A user reports that, in a large NAT setup with pf, the system will from time to time stop passing traffic. This resolves itself after a few minutes. Afterwards the pf counters show an abnormally large number of searches.
Created attachment 199955 [details] Test case demonstrating the problem This test case provokes the problem. It sets up NAT with only two usable ports, then creates three connections.
The system loses network connectivity when it can't find a free source port in pf_get_sport(). It keeps calling pf_map_addr(), trying to get a new IP to check for available ports.
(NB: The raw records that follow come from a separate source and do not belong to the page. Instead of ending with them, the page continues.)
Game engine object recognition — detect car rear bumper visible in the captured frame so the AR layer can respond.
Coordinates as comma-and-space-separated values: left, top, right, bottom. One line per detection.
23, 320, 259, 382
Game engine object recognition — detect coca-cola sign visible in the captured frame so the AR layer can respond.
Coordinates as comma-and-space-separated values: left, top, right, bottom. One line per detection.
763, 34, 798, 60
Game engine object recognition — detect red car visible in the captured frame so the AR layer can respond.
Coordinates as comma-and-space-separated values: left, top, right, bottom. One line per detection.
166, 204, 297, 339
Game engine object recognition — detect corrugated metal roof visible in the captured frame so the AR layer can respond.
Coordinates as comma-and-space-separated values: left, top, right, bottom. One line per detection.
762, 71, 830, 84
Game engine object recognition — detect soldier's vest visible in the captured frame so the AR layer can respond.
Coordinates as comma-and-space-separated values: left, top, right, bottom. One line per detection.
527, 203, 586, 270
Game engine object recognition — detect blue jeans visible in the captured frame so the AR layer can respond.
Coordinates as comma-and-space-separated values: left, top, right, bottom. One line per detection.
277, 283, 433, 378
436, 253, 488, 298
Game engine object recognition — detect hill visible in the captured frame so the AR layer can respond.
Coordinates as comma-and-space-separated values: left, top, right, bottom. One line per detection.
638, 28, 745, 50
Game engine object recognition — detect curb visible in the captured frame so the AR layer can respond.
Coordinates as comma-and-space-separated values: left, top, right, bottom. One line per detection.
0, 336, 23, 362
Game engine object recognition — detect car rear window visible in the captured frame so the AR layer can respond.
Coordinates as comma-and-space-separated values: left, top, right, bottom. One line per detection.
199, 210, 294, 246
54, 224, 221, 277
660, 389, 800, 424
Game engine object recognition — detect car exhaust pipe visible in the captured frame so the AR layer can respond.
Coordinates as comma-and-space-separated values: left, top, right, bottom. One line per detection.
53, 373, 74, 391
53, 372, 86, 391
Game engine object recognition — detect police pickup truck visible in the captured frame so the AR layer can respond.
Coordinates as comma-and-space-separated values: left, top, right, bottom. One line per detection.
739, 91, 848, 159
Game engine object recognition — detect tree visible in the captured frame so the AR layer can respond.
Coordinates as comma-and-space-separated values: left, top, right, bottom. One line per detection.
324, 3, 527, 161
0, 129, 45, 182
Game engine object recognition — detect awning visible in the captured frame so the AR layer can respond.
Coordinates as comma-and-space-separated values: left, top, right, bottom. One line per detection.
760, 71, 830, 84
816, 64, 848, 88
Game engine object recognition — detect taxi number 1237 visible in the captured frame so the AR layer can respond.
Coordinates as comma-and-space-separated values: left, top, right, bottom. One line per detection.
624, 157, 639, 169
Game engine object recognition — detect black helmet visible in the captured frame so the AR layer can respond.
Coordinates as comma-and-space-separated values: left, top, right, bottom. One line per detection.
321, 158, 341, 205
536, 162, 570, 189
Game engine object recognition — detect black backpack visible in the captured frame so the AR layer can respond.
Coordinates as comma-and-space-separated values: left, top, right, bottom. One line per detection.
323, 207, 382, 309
I believe this problem was introduced by the patch in PR# 184003. Note that we're running NAT with PF_POOL_STICKYADDR, so we find a src_node, and the early return is taken. This means we always return the same IP, and loop through the available ports in pf_get_sport() again and again. This loop continues until a state times out, and we do find a free port.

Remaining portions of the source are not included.